En 476, un général mercenaire de l'Empire romain, Odoacre (v. 433-493), déposa l'empereur romain Romulus Augustule (475-476), ce qui mettait fin à l'empire d'Occident (285–476) auquel se substituèrent différents royaumes germaniques. Odoacre établit son royaume dans la péninsule d'Italie à partir de Ravenne, en théorie sous la juridiction de l'empereur romain d'Orient. Il s'empara de la Dalmatie en 488 et dut se battre contre les Ostrogoths de Théodoric le Grand. |
2 Peuples germaniques et peuples slaves
L'attaque des Huns vers 375 de notre ère et l'abandon de vastes territoires à l'est de l'Elbe en Allemagne avaient permis aux Slaves de s'y installer. C'est donc à partir de la fin du IVe siècle de notre ère que l'Empire romain avait été confronté à ce qu'on a appelé les «invasions barbares», ce que les Allemands d'aujourd'hui désignent par le mot plus neutre de Völkerwanderung, c'est-à-dire «le déplacement des peuples». Il s'agissait en fait de mouvements de populations de très grande ampleur et réalisés sur de très longues périodes. En se déplaçant vers l'ouest, ces peuples venus de l'est finirent par se heurter à la frontière romaine, militairement gardée; et poussés par d'autres peuples encore plus à l'est, ils tentèrent de prendre les territoires romains.
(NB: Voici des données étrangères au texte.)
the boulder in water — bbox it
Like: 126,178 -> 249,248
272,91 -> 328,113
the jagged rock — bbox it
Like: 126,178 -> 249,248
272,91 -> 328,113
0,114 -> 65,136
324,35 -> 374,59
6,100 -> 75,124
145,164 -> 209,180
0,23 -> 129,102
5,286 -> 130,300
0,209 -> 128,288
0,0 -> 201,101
Par un effet de dominos, les peuples germaniques durent fuir vers l'ouest de l'Europe.
2.1 L'emprise germanique
C'est ainsi que les Vandales, les Alains et les Lombards pillèrent de vastes territoires, de sorte qu'ils laissèrent le champ libre aux Slaves qui occupèrent une grande partie des pays illyriens et thraces romanisés dans les Balkans. D’après les historiens, le berceau d’origine des Slaves se trouverait sur le territoire de l'actuelle Pologne. Or, le sud de la Pologne fut, plus tôt qu'ailleurs en Europe, sous l’influence du royaume des Huns, dirigé par Attila (395-453).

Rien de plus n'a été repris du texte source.